The idea—first floated by Timothy Beatley, who is the founder of the Biophilic Cities Network and the Teresa Heinz Professor of Sustainable Communities at the University of Virginia’s School of Architecture—is to improve both the environment and the wellbeing of humanity. Trees and flowers and birds (oh my!) make people happier.
If you look back a little though, you can see sparks and threads of similar ideas emerging from various corners of modern architectural thought. British urban planner Ebenezer Howard, in his 1902 book “Garden Cities of To-morrow”, proposed a design for smaller cities with large open spaces and a vast green belt. Each city would only have around 32,000 residents and would be linked to others in a circular fashion by canals and transit. The aim was to create a slum-free environment where workers could get a bit of both city and country living.
Another famous architectural mind from around the same era, Le Corbusier, envisioned an entirely different solution for a similar problem. He sought to solve overcrowding and pollution by splitting the functions of urban spaces. His solution was to build up, rather than out. His tower plan involved putting large high-rise buildings in expanses of green.
Biophilic design carries on this problem-solving tradition, albeit from a more inclusive and symbiotic direction.
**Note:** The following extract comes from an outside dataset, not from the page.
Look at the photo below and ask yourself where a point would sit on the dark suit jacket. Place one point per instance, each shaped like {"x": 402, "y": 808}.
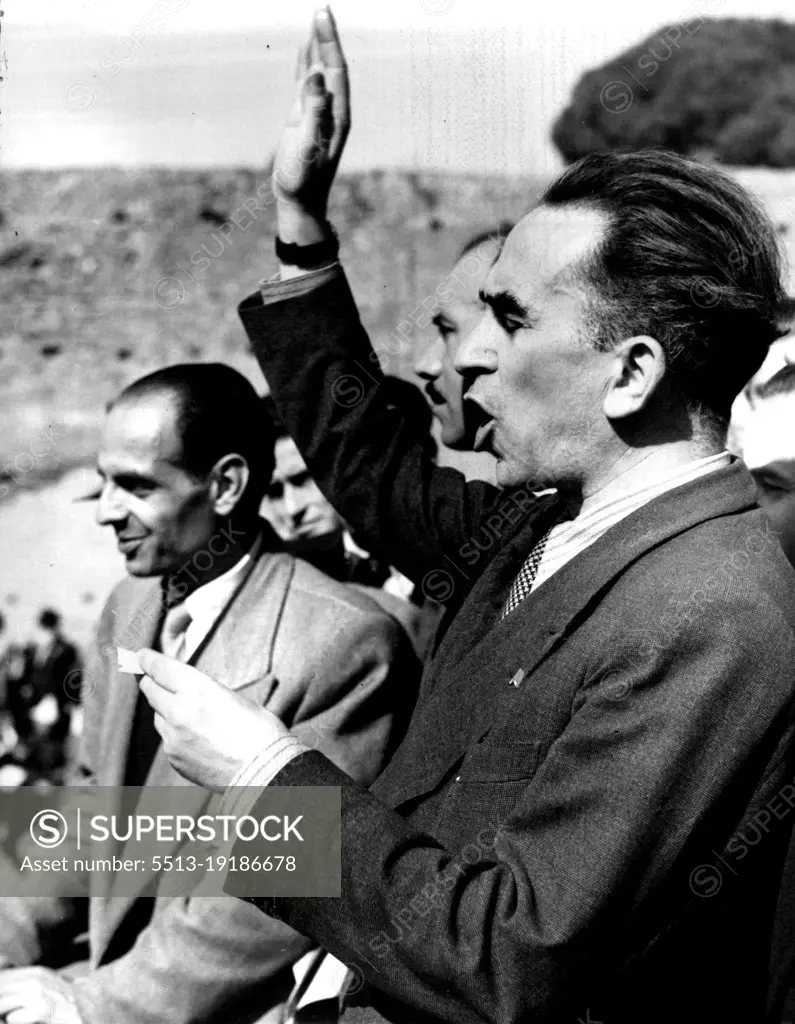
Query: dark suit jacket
{"x": 580, "y": 823}
{"x": 325, "y": 658}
Green potential realised globally
Wellington is already a member of the Biophilic Cities Network, which brings together like-minded urban centres that all have very different ways of incorporating nature into their cities.
Singapore, for example, has made a considerable effort to green itself in recent times, both figuratively and literally. An extensive network of trails and elevated pedestrian walkways connects various parks in the city, allowing residents to wind their way through trees and buildings with equal ease. Buildings have had “green walls”—vertical gardens, more or less—installed to take advantage of minimal space for maximum effect. There are schools overflowing with natural touches, hospitals with rooftop gardens, and high-rise apartments with dramatically leafy terraces.
Conceptually, biophilia is the idea that these kinds of changes resonate with people; that there is actual psychological benefit to being physically closer to nature. You can see the theory reflected in various forms of fiction, where cities of the future or an alternative present are often either portrayed as cold, emotionless, man-made monstrosities that suck the life from their population (The Matrix, Metropolis) or warm, enriching locations where nature is acknowledged and respected (Zootopia, your average Japanese RPG).
A look at Wellington
Given all these grand ideas about the future of urban development and the wellbeing of the human race, how does Wellington stack up as a biophilic city? We’re on the right track, at least. Obviously, Wellington has a massive advantage right off the bat, being sandwiched as it is between forested mountains and hills, and a rather glorious bay. Biodiversity is already knocking on our door, so to speak. It’s important to take that momentum and keep it going.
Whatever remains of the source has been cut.